恵理ちゃんがかけてくれた、その一言だった。
当時、僕はひどい乾燥肌で、手の平のひらがボロボロに向けていた。クラスメイトにそのことをよくからかわれていたので、極力手のひらを見せないように過ごしていたのが、ふとしたきっかけで、恵理ちゃんに見られてしまった。そして、からかわれることを覚悟した僕に、彼女がかけてくれた言葉が、前述のものだった。

 

 

痛みを抱いている人や、悲しみに沈んでいる人に対して、

 

「大丈夫?痛いよね?」

 

と声をかけることは、容易いようで、難しい。心では思っていても、言葉に出し、手を差し伸べようとする人は、そう多くない。それは優しさが欠けている、ということではなく、遠慮や照れ、躊躇といったどうでもいい感情だったりする。

 

どうでもいいことが、肝心なことを阻害する。

 

僕もそうで、38歳になった今でも、こんなことしたら迷惑かな、怪しいと思われるかな、とあれこれといらぬことに頭をめぐらせてしまい、行動に移せないことがままある。

 

でも、恵理ちゃんは違った。恵理ちゃんは肝心なことが、大事なことが、わかっていた。
彼女の境遇や生い立ちがそうさせるのか、そもそもの性質なのかはわからないが、とにかく、彼女はわかっていた。

 

 

そして、彼女に関連してもう一つ思い出すことがある。手のひらのやり取りより後のことだが、プールの授業中、プールサイドを歩いていた恵理ちゃんが、足を滑らせ、勢いよく尻もちをついたことがあった。

 

仲の良い友人がいれば、「ははは、何やってんだよー」と冗談交じりに笑い飛ばしたりできたのだろうが、恵理ちゃんにはそういう友人がいなかった。
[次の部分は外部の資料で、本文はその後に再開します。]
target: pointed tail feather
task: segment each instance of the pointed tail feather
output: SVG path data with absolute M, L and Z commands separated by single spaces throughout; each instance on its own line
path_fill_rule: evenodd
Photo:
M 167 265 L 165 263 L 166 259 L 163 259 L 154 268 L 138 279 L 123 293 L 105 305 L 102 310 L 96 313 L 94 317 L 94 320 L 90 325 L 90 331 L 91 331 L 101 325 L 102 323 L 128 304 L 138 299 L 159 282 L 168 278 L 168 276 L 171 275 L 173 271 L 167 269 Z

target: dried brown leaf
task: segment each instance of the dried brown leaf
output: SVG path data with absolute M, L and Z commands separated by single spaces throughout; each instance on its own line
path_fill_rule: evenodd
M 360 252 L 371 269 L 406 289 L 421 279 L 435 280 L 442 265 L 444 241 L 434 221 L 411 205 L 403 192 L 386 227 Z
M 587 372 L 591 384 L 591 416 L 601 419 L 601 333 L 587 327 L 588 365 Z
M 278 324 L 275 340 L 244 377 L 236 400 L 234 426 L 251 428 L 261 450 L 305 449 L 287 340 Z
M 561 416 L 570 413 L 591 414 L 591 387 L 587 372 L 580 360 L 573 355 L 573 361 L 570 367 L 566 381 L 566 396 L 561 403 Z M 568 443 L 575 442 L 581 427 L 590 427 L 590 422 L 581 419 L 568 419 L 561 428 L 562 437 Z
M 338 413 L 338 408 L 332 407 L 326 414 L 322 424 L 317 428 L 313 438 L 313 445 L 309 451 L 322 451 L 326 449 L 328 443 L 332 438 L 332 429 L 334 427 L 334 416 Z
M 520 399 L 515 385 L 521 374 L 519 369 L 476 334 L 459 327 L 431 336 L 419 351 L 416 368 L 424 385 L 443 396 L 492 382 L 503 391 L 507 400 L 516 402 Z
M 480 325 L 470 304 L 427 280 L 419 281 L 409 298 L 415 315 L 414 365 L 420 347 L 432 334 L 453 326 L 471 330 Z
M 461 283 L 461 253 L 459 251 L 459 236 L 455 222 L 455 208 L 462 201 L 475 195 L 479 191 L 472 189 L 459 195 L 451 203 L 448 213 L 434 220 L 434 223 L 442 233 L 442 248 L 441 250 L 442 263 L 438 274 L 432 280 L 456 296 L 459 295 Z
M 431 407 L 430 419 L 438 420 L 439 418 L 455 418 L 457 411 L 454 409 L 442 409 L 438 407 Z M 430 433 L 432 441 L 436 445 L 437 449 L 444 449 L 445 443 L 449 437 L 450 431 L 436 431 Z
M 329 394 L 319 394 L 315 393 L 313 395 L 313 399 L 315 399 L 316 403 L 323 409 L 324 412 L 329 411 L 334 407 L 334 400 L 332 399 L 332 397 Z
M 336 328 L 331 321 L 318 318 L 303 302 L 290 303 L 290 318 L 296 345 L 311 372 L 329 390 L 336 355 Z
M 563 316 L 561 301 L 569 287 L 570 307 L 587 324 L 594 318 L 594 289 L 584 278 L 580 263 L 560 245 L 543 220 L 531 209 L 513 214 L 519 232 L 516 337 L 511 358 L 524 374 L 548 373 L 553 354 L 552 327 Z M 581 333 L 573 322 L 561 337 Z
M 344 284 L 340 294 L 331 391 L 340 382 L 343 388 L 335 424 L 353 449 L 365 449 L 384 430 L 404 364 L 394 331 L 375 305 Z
一瞬の沈黙のあと、周りにいた男子たちが、一斉に笑い声をあげた。それは、冗談交じり、といったものではなく、あざけり笑うような嘲笑混じりのものだった。

 

そして、僕も、笑った。
「かわいそう・・・。痛いよね」と僕の手のひらを案じてくれた人を、笑った。
おかしかったわけではないが、周りに合わせた。

 

恵理ちゃんはうつむていた。
恥ずかしさに顔を伏せたのか、涙していたのかはわからないが、髪で顔を隠すように下を向いていた。

 

 

それだけの思い出だが、今でも僕の中に残っている。
「大丈夫?」その一言くらいが、どうして言えなかったものか。